Riociguat ist der erste Vertreter einer neuen Substanzgruppe für die Behandlung von Patienten mit einer PAH oder CTEPH, wenn eine pulmonale Endarteriektomie nicht möglich oder nicht erfolgreich ist. Die Substanz ist ein Stimulator der löslichen Guanylatcyclase, was zu einer vermehrten Bildung von vasoprotektivem cGMP führt. Die günstigen Ergebnisse der PATENT-1- und CHEST-1-Studie mit einer signifikanten Verlängerung der 6-Minuten-Gehstrecke und das Sicherheitsprofil konnten auch im Langzeitverlauf über zwei Jahre dokumentiert werden.

Quelle

Priv.-Doz. Dr. med. Hanno Leuchte, München, Prof. Dr. med. H. Ardeschir Ghofrani, Gießen/Bad Nauheim; Pressekonferenz: „Wirksam hoch2 – Zwei Jahre Therapieerfahrung mit Adempas® bei zwei Formen des Lungenhochdrucks“, Hamburg, 16. Juni 2016, veranstaltet von MSD Sharp & Dohme GmbH.

Literatur

1. Ghofrani HA, et al. Riociguat for the treatment of pulmonary arterial hypertension. N Engl J Med 2013;369:330–40.
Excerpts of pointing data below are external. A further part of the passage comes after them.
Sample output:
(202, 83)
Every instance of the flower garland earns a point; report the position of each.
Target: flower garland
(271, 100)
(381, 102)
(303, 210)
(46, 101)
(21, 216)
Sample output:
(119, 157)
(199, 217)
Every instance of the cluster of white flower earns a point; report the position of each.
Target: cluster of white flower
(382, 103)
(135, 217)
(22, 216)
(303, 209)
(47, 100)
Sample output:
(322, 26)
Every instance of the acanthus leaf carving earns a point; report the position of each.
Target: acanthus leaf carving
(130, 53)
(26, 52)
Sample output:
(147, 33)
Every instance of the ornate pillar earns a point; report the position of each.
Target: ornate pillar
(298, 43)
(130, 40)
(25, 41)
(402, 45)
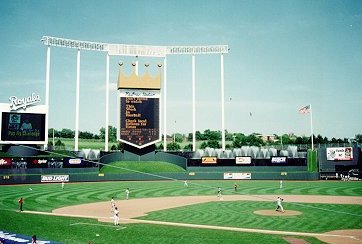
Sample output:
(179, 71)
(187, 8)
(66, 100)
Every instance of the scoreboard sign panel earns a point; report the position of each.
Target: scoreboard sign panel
(139, 120)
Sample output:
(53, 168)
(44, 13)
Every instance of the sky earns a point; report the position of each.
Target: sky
(284, 54)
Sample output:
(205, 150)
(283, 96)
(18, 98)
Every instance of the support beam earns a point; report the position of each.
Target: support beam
(106, 135)
(193, 104)
(164, 104)
(76, 136)
(47, 85)
(222, 104)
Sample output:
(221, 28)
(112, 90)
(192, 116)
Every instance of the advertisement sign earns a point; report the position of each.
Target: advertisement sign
(55, 163)
(54, 178)
(339, 153)
(237, 176)
(38, 163)
(75, 161)
(243, 160)
(17, 127)
(209, 160)
(5, 163)
(279, 160)
(19, 163)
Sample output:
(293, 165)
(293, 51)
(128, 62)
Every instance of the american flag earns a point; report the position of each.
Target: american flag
(304, 110)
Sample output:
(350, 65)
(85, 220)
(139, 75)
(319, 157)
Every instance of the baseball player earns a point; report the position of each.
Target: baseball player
(219, 191)
(113, 205)
(116, 218)
(279, 205)
(21, 201)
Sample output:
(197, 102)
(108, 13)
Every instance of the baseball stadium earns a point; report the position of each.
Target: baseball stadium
(144, 193)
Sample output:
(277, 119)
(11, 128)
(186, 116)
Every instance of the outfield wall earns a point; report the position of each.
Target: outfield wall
(56, 177)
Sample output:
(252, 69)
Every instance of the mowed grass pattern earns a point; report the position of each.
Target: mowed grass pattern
(328, 217)
(45, 197)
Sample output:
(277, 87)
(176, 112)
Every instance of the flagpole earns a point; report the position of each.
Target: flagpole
(311, 125)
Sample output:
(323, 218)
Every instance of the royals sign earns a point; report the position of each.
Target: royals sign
(22, 103)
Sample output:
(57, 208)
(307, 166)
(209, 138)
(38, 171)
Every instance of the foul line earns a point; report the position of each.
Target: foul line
(109, 226)
(213, 227)
(273, 232)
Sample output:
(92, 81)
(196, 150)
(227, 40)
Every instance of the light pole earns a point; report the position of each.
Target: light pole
(174, 134)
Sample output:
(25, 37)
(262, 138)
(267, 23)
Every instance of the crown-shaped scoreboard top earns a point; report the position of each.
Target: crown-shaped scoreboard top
(135, 81)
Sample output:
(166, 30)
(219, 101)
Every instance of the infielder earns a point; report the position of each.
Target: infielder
(116, 218)
(279, 205)
(113, 205)
(219, 195)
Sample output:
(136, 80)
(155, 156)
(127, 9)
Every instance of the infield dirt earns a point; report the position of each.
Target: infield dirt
(134, 208)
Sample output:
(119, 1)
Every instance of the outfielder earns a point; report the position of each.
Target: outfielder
(113, 205)
(219, 194)
(116, 218)
(279, 205)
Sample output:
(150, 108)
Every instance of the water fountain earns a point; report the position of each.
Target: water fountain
(292, 151)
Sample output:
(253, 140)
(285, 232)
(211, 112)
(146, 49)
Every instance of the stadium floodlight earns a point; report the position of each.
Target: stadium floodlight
(134, 50)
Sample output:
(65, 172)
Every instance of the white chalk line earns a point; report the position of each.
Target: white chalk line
(109, 226)
(214, 227)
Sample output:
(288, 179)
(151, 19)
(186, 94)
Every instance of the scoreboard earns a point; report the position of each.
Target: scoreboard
(22, 127)
(139, 120)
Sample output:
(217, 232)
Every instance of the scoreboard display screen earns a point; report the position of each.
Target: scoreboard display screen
(139, 120)
(22, 127)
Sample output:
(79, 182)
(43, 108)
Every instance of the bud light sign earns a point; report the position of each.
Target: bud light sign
(279, 160)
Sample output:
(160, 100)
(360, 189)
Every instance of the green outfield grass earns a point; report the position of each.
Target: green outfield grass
(45, 197)
(147, 167)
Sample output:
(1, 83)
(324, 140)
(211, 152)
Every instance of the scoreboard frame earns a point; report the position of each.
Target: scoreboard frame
(139, 117)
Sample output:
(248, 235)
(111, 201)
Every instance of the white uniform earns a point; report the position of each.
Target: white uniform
(279, 205)
(116, 217)
(219, 192)
(113, 204)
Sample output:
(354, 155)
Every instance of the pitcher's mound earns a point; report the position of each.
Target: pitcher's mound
(277, 213)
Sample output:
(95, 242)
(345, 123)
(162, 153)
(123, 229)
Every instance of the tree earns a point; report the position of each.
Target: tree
(179, 138)
(213, 144)
(203, 145)
(112, 133)
(174, 146)
(199, 136)
(188, 147)
(358, 138)
(85, 135)
(212, 135)
(229, 136)
(67, 133)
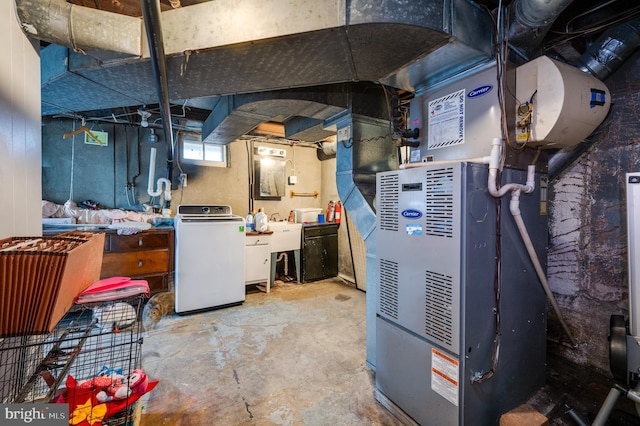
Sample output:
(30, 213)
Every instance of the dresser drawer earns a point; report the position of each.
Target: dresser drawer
(134, 263)
(142, 241)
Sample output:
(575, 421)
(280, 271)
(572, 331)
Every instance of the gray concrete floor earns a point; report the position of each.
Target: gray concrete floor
(291, 357)
(296, 356)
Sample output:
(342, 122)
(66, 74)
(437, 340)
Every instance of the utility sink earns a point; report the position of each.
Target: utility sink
(286, 236)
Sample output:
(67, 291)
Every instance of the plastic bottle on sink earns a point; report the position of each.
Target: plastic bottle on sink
(261, 221)
(250, 224)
2. Ghofrani HA, et al. Riociguat for the treatment of chronic thromboembolic pulmonary hypertension. N Engl J Med 2013;369:319–29.

3. Ghofrani HA, et al. Predictors of long-term outcomes in patients treated with riociguat for pulmonary arterial hypertension: data from the PATENT-2 open-label, randomised, long-term extension trial. Lancet Respir Med 2016;4:361–71.

4. Simonneau G, et al. Predictors of long-term outcomes in patients treated with riociguat for chronic thromboembolic pulmonary hypertension: data from the CHEST-2 open-label, randomised, long-term extension trial. Lancet Respir Med 2016;4:372–80.